I looked into Bargain Booksy yesterday to promote my book, which is an Amazon monthly Kindle deal for July. I just wasn’t sure about signing up. I read this article and decided to give it a go! I’m now signed up and look forward to reaching some new readers. This is my first try, so I’m not expecting “great” things, just hoping for a few more sales, some visibility with potential readers I can’t reach on my own, and to get familiar with how Bargain Booksy works. Thanks!
So when it comes to point 3, should we be asking our readers to buy the title? I always felt like that was pandering…
A useful and informative post. Thank you.
It’s a good post, but there are some things to consider. One, if you’re self-published, you can set the price, so doing freebies/giveaways or cutting the price to, say, a dollar or two, is easily done. If, OTOH, you are published through a company (as I am) then you have no control over the price.

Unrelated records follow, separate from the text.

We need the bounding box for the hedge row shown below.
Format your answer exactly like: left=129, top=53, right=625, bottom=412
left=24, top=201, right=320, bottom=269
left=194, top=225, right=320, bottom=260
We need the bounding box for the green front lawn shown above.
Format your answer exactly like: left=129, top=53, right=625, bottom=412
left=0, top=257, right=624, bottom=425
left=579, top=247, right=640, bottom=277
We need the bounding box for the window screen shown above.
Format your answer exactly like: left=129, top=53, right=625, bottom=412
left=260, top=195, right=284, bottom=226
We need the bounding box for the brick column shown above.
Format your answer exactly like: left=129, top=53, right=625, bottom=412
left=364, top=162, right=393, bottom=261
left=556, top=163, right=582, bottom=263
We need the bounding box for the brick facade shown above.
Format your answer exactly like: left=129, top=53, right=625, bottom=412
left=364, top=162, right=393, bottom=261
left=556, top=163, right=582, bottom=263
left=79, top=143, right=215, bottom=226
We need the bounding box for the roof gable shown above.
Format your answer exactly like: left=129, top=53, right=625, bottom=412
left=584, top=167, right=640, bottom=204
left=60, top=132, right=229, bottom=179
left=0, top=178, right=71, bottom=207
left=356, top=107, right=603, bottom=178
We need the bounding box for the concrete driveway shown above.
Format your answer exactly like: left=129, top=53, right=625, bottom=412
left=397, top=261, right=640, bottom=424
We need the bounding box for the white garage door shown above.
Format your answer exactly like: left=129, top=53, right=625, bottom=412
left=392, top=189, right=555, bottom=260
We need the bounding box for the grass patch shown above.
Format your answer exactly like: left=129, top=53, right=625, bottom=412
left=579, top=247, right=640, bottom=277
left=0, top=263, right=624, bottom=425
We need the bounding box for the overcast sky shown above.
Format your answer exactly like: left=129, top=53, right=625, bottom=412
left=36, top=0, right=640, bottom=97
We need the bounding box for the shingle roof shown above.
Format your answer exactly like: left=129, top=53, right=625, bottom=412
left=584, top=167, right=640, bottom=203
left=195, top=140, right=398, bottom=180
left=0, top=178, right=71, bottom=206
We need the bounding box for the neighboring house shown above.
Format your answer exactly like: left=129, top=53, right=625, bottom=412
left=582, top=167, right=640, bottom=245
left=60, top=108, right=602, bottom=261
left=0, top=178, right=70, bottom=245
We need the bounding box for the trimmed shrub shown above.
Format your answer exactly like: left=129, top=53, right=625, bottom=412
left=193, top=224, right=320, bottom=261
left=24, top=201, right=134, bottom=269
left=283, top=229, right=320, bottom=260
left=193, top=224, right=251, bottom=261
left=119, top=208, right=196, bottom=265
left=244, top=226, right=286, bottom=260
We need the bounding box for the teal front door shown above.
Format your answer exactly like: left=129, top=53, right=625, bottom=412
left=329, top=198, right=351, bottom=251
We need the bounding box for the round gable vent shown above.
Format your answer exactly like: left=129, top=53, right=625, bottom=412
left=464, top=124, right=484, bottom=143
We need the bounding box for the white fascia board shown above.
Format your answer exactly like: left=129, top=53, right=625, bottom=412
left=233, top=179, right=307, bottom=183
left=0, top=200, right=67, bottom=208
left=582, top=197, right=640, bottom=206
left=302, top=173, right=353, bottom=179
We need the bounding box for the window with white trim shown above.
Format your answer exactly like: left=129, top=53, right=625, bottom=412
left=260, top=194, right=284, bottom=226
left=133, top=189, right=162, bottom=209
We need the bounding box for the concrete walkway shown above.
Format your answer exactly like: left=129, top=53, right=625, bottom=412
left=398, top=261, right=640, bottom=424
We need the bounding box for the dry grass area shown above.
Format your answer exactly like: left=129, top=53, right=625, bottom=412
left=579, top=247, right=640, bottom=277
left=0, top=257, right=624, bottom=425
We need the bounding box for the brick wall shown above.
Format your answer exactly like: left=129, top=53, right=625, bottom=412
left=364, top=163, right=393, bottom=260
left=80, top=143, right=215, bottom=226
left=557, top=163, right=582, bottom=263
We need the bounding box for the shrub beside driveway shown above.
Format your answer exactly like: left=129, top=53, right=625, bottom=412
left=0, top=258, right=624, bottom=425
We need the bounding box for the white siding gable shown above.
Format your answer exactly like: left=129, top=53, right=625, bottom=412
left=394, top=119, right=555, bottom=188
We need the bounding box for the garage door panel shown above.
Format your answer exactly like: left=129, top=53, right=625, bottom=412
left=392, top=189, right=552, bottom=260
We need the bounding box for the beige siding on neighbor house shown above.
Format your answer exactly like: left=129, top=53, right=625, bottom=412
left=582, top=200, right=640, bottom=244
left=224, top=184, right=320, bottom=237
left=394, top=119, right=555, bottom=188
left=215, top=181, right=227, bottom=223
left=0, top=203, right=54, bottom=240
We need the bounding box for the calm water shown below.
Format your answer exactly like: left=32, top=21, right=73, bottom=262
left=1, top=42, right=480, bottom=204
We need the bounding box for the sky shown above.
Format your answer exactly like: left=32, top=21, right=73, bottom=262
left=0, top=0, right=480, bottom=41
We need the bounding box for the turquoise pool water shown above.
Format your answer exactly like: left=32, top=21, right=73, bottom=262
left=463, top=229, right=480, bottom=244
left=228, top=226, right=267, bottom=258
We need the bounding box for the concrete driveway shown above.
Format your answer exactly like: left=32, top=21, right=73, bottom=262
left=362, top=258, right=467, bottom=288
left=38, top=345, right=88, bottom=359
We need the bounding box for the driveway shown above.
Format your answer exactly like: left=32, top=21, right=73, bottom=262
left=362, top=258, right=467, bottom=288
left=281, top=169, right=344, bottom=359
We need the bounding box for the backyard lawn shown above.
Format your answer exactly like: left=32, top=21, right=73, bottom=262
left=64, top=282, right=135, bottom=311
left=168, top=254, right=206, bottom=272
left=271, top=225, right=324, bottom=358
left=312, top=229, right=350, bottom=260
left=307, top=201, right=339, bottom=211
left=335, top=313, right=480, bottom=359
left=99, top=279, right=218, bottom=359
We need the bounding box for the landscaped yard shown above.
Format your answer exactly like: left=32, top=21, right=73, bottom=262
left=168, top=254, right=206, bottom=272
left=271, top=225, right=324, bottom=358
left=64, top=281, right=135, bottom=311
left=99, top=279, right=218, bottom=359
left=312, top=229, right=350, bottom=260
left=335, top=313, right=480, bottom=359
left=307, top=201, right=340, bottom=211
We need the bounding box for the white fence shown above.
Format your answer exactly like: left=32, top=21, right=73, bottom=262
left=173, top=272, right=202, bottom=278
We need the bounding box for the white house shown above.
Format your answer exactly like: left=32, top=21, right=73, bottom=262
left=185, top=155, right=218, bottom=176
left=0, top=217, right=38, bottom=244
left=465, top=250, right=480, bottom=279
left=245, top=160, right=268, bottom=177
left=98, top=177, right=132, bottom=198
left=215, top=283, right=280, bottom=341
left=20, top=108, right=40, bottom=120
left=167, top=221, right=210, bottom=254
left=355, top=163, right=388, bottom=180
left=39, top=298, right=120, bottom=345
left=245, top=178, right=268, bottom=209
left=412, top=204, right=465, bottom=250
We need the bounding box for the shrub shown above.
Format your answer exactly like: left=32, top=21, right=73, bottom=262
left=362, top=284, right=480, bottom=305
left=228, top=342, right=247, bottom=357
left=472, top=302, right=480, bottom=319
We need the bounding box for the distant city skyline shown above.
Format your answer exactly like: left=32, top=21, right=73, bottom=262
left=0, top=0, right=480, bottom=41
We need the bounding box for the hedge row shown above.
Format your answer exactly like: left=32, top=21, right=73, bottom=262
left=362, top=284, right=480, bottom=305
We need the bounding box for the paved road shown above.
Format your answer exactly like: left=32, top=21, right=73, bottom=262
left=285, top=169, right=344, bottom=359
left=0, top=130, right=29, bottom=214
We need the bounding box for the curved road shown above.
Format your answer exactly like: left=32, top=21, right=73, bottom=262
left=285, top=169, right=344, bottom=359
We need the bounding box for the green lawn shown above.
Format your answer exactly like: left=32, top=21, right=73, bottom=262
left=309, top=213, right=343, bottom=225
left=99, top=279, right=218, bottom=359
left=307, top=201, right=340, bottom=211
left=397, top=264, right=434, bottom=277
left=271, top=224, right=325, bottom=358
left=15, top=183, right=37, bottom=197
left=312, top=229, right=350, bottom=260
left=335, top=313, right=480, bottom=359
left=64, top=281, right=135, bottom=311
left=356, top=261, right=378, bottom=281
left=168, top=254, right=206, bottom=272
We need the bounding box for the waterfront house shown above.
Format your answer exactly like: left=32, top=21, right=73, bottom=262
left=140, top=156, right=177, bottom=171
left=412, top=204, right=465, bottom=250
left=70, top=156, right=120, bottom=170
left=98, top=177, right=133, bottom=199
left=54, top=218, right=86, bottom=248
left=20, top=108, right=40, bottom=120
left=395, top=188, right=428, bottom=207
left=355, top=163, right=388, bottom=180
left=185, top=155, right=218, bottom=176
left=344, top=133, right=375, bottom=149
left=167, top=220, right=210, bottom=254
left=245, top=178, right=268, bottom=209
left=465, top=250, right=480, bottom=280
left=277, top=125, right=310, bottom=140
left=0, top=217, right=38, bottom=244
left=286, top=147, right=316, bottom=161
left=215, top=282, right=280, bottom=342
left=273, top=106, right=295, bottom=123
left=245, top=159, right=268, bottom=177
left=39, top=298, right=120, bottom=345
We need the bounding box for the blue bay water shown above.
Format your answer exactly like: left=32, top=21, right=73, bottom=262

The second thing to consider is that not all book promo services are worth the money. Some do what they say they do, but them tweeting to potential readers simply gives them the name of the novel. No guarantee readers will buy it. I’ve heard too many stories from other self-pubbed writers who tried the services of the sites you mentioned. Some said those promo services did exactly what they promised; others said they got nowhere.
It goes without saying that you have to write a good book that resonates with readers. This is a given. Yet, having a good book does not always guarantee sales or even recognition. A lot of it is luck–even doing things right promotion-wise.
Overall, though, this is a very informative article and a good read.
J.S. Frankel, author of the Catnip series, the Titans of Ardana trilogy, and Star Maps, among other novels
It seems all these promotion deals are for romance and fiction . What about how to books.